W programie były dwie wycieczki- half day i full day wycieczka. Główną atrakcją pierwszej wycieczki były nietoperze. Zwiedziliśmy jaskinie, w których panowała absolutna czerń. Tylko w świetle promienii latarek mogliśmy zobaczyć małe stworzonka wiszące głową na dół. Punktem kulminacyjnym było obserwowanie wylotu nietoperzy z jaskiń.
Tuż przed zmierzchem wszystkie nietoperze za jednym razem wylatują z jaskiń. Przewodniczka cały czas powtarzała, że zobaczymy „million of batmans”. Jak każdy rozsądny (i niewykszatłcony człowiek w zakresie zoologii) nie ufaliśmy jej. Jednak ten moment nastąpił o godzinie 17:50. Cisza, nagotowane fotoaparaty a my stojimy za naszym autobusem:
Jakby z bicza strzelił: setki, potem tysiące a po paru minutach nawet miliony nietoperzów w jednym czasie wylatywały z jaskiń. Fala czarnych stworzonek zapełniła całe niebo. Przeżycie do nieopisania, kiedy wam miliony małych myszek z skrzydełkami latają nad głowami i słychać ich silny szelest skrzydeł. Wylot wszystkich nietoperzy trwa aż 60 minut! Niewiarygodne iż wylatują każdy dzień o tej samej porze wszystkie razem.
Za to podczas drugiej wycieczki cały dzień spędziliśmy w prawdziwej dżungli Khao Yai. Park narodowy jest zapisany na liście UNESCO. Trzeba przyznać, że park jest bardzo zadbany na całym obszarze 2168 km2. Wejście do parku kosztuje 500 THB dla dorosłych, 300 THB dla dzieci. Jest także możliwe wjechać do parku własnym samochodem/ motocyklem, koszt 50 THB.
Drogi w parku prowadzą czasami wzdłuż dżungli albo też jezior, w których pływają krokodyle. Podczas 14 km jazdy po drodze w parku widzieliśmy 4 olbrzymie kupy (gówna) słoni, dziesiątki małp obserwujących turystów jadących w samochodach.

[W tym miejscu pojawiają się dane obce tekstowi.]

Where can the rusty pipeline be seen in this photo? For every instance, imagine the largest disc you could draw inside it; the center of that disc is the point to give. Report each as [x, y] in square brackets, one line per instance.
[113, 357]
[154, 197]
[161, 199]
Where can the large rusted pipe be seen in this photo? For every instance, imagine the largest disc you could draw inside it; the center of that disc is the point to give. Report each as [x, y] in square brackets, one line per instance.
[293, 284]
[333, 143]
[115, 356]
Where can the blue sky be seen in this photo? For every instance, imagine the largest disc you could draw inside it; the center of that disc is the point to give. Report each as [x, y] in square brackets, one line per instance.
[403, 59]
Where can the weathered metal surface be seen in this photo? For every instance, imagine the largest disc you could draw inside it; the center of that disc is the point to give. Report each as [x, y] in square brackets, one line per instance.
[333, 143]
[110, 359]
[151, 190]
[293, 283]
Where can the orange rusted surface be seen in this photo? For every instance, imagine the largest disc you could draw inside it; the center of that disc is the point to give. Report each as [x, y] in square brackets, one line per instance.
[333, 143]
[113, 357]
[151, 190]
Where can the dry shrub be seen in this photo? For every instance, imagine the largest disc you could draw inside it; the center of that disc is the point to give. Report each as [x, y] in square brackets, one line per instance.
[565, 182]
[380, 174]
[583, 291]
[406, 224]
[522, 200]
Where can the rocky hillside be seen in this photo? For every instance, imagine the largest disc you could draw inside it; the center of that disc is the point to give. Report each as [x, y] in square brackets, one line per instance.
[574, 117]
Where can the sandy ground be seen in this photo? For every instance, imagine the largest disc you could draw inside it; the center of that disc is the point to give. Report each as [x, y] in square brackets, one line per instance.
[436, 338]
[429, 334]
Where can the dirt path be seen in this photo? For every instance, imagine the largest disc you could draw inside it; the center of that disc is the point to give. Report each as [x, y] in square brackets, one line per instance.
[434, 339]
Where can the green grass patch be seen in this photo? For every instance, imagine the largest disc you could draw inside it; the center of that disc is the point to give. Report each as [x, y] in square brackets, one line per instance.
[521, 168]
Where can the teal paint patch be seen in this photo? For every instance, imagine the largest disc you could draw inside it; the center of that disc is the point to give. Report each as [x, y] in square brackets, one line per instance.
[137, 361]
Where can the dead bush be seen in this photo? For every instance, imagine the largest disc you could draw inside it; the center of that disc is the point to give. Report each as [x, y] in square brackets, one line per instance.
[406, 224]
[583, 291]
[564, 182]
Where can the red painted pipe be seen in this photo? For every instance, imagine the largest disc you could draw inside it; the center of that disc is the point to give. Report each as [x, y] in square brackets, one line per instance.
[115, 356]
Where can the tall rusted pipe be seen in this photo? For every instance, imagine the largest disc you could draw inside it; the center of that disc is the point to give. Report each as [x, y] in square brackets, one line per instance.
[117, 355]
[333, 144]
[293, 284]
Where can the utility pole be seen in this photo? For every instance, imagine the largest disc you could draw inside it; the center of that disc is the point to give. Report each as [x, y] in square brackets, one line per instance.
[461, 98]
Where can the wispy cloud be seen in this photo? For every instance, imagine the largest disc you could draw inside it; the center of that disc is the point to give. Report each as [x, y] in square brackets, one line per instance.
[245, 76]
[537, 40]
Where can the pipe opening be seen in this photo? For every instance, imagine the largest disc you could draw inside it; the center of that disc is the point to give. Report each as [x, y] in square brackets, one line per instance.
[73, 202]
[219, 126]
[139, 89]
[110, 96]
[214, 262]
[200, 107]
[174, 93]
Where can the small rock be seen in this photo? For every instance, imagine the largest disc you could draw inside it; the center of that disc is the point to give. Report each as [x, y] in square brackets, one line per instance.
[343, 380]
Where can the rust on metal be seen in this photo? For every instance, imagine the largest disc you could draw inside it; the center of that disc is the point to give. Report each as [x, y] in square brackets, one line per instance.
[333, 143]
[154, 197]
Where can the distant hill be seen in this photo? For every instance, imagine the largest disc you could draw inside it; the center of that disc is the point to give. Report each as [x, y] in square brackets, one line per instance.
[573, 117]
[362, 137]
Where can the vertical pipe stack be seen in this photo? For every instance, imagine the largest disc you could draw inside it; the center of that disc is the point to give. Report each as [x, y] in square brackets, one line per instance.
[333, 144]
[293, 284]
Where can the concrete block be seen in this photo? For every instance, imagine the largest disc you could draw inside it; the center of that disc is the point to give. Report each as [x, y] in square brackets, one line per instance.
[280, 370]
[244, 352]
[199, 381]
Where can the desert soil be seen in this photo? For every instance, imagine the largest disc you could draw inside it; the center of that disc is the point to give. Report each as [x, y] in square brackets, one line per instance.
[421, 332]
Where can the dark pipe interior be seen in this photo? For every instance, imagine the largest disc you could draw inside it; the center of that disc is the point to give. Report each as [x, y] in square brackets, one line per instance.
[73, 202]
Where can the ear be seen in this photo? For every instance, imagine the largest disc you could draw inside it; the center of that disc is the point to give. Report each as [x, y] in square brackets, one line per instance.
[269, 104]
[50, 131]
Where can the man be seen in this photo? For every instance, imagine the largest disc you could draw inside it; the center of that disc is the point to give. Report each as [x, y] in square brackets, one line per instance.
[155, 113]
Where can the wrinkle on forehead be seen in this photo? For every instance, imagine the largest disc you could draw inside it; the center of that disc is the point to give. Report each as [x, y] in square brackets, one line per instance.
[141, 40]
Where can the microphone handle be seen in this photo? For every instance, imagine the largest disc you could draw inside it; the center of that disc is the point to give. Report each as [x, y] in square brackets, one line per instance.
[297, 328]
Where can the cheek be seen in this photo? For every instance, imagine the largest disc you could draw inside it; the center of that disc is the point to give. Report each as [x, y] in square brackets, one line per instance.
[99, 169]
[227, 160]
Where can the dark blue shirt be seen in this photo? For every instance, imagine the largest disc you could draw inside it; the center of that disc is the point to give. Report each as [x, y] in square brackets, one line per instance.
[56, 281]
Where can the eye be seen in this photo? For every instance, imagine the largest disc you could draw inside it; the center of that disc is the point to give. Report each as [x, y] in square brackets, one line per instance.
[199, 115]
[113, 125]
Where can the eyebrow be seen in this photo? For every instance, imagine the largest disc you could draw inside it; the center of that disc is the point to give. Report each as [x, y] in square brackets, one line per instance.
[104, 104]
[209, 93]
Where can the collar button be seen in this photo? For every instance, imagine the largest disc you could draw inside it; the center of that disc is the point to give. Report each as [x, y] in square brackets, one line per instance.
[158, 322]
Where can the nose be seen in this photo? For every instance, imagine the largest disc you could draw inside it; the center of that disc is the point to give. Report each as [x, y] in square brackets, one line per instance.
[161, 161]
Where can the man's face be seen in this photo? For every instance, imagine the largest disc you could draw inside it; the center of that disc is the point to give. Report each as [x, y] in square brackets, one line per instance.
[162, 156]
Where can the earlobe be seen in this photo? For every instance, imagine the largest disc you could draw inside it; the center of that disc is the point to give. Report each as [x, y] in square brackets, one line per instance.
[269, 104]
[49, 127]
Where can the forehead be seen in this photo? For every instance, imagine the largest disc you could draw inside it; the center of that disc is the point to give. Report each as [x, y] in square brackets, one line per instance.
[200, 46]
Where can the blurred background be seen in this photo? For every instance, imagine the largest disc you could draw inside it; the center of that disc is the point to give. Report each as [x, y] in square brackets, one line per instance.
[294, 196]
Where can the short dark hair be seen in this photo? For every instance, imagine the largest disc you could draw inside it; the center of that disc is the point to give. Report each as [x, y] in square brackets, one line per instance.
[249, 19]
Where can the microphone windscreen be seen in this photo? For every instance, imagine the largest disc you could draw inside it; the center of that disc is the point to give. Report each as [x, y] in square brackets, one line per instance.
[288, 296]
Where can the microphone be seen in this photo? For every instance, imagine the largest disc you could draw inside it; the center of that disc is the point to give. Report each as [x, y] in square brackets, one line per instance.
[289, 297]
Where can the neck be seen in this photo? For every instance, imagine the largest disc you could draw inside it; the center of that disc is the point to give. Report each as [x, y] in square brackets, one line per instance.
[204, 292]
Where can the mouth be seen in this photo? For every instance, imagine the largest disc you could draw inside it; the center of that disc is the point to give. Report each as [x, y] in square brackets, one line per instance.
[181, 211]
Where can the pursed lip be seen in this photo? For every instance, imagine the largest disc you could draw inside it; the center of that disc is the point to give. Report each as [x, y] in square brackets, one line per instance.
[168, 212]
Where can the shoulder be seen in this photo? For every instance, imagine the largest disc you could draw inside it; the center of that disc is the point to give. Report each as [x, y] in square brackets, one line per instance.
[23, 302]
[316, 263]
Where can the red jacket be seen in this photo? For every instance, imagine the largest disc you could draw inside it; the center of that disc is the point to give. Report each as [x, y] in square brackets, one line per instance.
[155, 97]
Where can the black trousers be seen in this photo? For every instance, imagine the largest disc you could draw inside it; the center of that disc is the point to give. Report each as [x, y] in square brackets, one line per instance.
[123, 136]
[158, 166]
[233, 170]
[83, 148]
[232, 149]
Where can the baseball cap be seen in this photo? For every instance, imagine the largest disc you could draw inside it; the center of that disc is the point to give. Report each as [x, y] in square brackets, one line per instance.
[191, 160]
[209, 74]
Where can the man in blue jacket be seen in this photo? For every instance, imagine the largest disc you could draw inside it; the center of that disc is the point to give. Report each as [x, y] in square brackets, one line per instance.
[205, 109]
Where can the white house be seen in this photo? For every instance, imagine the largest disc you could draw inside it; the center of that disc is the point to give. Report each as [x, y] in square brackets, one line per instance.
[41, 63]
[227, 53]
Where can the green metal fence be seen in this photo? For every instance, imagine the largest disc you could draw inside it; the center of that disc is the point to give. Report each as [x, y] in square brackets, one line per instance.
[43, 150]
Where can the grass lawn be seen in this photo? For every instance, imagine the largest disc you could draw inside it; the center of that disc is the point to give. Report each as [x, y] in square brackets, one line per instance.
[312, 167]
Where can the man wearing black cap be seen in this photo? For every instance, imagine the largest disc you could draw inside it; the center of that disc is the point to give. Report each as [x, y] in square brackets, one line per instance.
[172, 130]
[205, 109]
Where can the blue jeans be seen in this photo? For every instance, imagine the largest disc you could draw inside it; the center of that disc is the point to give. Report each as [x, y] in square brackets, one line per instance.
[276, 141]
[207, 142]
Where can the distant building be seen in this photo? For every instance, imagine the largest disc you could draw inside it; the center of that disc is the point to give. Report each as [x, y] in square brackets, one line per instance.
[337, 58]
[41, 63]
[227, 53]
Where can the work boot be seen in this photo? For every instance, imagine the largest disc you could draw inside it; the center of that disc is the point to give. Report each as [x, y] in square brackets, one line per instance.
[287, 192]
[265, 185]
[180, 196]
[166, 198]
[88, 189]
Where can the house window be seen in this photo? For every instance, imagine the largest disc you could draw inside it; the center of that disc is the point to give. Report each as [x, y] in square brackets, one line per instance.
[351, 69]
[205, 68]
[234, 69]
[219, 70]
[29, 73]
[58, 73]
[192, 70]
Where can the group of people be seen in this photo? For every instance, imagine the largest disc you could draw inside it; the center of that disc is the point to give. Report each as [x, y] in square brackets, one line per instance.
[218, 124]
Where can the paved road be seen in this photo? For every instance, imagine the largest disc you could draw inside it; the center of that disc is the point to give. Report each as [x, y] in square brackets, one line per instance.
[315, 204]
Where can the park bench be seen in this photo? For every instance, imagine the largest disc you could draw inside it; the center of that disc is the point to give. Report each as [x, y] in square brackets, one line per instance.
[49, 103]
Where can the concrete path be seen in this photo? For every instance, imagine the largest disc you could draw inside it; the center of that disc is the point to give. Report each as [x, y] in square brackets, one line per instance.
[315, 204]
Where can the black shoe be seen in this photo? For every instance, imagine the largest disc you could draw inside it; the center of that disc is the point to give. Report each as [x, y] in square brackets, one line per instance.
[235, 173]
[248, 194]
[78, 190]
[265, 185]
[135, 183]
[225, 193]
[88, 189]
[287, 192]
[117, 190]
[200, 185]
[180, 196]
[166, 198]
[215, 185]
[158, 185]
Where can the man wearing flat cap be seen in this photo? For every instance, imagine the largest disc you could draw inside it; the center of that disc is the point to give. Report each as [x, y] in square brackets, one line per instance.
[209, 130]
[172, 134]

Zamówiliśmy 2 godzinowy spacer po dżungli i z tego powodu ubraliśmy sobie sandały, żeby w razie deszczu się szybko wlało i wylało. Sami nie wiemy jakim cudem naraz nasz samochód zmienił kurs i nasiadły 4 osoby w górskich butach całych od bagna. Okazało się, że wczoraj byli cały dzień w dżungli, gdzie i w namiotach przenocowali. To już nam sygnalizowało, że dzisiej chyba nie będziemy spacerować po asfaltowych chodniczkach po obrzeżach dżungli. Nakładamy wody i obiad do plecaka i wyruszamy w głąb dżungli na 6 godzinową turę. Na szczęście otrzymaliśmy na nogi takie duże skarpety przeciwko pijawkom. Dzięki temu niemusimy maszerować z gołą nogą.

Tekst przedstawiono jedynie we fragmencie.